James MacIntyre was an Ayrshire-born artist who is best know as a skilled and sensitive etcher.
He exhibited at the Royal Academy, the Royal Hibernian Academy, the Glasgow Institute of the Fine Arts, and elsewhere.
MacIntyre specialised in making detailed studies of Glasgow artchitecture and cityscapes.
This is a fine etching by MacIntyre dates to the 1920s - and it shows the entrance to the Queen's Dock in Glasgow. It is meticulous in its detail - and I have taken lots of images so that you can assess the quality and beautiful draughtsmanship for yourself.
The print dates to the Etching Revival in the 1930s - when there was a mania for etchings and a very buoyant market with good quality etchings fetching record prices.
The Queen's Dock, originally known as Stobcross Dock, was built from 1872 and opened by Queen Victoria in 1877. It provided two basins, a hydraulic swing bridge, coaling cranes and brick transit sheds. A decline in river traffic from the 1950s resulted in the closure of the dock in 1969.

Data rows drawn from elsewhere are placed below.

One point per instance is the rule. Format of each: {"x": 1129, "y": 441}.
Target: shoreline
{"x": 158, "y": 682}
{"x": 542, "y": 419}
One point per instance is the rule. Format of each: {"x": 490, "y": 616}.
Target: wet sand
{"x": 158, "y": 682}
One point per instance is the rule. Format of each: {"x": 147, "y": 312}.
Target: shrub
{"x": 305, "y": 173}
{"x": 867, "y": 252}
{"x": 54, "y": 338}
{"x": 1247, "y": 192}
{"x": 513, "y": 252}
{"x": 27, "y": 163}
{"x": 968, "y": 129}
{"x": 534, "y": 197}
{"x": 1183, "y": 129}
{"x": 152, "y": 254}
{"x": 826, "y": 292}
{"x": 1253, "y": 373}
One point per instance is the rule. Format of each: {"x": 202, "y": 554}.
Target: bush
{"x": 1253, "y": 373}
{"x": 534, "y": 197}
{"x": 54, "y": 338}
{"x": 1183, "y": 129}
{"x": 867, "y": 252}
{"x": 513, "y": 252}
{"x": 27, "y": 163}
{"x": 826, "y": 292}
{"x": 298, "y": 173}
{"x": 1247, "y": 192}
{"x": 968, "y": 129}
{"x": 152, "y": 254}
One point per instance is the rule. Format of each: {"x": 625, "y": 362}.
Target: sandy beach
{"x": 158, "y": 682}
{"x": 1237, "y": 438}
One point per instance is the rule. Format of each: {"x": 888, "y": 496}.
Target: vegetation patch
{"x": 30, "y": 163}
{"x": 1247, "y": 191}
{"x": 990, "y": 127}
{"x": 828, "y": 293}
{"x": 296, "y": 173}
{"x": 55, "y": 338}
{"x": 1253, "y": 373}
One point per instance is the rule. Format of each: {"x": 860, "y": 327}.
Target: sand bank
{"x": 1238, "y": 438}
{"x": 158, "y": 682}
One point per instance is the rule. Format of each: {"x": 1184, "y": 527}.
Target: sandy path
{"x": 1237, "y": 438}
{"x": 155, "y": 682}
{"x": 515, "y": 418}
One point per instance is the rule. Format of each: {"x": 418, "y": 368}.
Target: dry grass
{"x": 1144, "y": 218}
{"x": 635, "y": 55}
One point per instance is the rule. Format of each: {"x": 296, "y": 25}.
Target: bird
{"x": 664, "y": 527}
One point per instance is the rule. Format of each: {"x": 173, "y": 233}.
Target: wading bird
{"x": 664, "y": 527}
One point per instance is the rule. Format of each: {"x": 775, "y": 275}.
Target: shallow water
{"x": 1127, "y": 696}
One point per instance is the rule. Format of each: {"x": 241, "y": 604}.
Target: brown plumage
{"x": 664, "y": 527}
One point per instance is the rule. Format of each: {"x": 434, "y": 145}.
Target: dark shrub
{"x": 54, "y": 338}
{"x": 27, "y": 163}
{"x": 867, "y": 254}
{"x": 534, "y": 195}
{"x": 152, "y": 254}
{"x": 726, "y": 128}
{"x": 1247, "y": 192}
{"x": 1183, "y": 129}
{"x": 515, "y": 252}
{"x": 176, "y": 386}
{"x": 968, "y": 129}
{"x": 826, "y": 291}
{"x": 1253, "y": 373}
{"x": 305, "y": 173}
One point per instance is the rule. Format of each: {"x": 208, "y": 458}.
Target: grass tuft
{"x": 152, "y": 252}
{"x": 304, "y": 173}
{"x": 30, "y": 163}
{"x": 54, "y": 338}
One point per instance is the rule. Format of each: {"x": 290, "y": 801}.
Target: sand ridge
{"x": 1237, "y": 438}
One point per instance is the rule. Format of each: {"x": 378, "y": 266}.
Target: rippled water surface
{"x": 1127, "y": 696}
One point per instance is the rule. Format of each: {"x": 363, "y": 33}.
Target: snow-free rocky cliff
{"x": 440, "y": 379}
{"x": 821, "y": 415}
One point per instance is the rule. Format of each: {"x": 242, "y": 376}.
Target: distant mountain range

The scene is certainly very different today - and is the site of the Scottish Exhibition Centre - the famous Armadillo and the Hydro Arena.
This is a beautiful antique etching - signed in pencil by the artist. It is in lovely condition with no issues. It has been remounted and re-framed for sale - and you would be able to hang it straight on your wall.
Dimensions: Frame size is 33 c 40 cm. The image size is 20 x 30 cm.
A nice piece of history documenting Glasgow's industrial past when it was known as the Second City of the Empire.